The invention relates to a treponema pallidum IgG antibody biotin avidin enzyme-linked immune detection kit and a preparation method thereof, which relates to the syphilis detection. The kit comprises a concentrated washing liquid bottle, a negative and positive control bottle, a biotin mark antihuman IgG specific fragment gamma chain monoclonal antibody bottle, a horseradish peroxidase mark avidin bottle, a TMB coloured solution bottle A, a coloured solution bottle B, a reaction stopping solution bottle, a micropore plate coated with recombinant antigen. The treponema pallidum has infectious standard strain Nichol strain and treponema pallidum non-infectious standard strain Reiter strain, by using a proteomics method, the treponema pallidum proteomics can be separated through dimensional electrophoresis, protein with strong immunogenicity can be identified by different patient or infectious animal serum, and then an antigen marker can be searched. The antigen marker is used for syphilis confirmation test, so that diagnosis sensitivity and specificity can be increased, a window stage is shortened. The treponema pallidum antibody can be sensitively detected and enables quantitative measurement, and has the advantages of cheap price, simple operation and accurate result.

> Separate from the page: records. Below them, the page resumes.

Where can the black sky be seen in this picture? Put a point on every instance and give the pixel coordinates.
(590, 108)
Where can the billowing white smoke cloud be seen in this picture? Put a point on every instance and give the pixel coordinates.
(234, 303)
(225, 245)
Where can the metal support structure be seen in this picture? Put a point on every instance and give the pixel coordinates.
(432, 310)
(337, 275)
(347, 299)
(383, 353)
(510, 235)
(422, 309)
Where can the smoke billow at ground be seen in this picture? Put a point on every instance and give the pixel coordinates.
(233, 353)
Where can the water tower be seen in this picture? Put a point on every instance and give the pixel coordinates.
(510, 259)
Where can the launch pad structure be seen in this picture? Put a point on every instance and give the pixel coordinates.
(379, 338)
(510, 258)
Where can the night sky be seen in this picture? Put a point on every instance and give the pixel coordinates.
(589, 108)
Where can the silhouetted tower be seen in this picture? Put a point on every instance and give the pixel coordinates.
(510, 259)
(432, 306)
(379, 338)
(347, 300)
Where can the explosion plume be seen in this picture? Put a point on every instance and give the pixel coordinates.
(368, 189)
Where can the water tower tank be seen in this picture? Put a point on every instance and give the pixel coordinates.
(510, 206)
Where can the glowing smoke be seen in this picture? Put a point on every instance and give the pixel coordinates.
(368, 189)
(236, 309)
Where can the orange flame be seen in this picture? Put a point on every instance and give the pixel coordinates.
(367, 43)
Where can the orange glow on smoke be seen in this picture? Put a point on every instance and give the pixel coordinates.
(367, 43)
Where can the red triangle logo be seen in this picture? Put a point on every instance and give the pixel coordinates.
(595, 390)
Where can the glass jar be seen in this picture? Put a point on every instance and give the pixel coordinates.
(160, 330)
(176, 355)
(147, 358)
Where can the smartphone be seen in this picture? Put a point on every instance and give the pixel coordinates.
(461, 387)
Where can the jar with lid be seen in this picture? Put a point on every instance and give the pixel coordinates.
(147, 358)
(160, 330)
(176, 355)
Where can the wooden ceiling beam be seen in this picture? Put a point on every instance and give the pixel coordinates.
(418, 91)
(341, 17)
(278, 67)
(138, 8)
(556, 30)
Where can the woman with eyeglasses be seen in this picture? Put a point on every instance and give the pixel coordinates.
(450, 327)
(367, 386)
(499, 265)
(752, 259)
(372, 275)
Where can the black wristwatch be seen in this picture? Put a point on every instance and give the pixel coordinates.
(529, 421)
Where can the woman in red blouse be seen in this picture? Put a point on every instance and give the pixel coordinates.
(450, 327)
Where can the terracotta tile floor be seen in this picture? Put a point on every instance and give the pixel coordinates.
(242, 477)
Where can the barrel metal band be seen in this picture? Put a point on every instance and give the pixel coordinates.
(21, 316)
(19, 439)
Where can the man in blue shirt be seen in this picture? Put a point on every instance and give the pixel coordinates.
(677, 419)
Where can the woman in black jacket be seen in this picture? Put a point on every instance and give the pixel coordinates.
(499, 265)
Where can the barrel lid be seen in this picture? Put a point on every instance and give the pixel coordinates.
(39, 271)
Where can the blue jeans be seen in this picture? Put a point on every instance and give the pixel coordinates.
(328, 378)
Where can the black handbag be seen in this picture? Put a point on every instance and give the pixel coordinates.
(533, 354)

The invention relates to a method for screening a severe preeclampsia patient in an early pregnancy, which adopts plasma fibronectin FN and complement 4b of a pregnant woman in the early pregnancy as early pregnancy plasma markers for predicting sPE, and establishes a prediction model for predicting or assisting in predicting whether the pregnant woman progresses to the sPE patient, so that the sPE can be accurately predicted. The method has the beneficial effects that the plasma biological marker of the sPE pregnant woman at the early pregnancy stage is searched by adopting an MS-based proteomics method, and the differential expression plasma marker obtained by proteomics analysis is verified through a commercially available ELISA kit;through proteomics analysis and ELISA verification, based on the difference indexes in the pregnant woman baseline features and the difference indexes in the pregnant woman plasma biomarkers in the prospective queue, an early pregnancy prediction model of sPE is constructed, the prediction accuracy of sPE is improved, clinical early intervention is guided, the incidence rate of PE is reduced as much as possible, and adverse pregnancy events are reduced.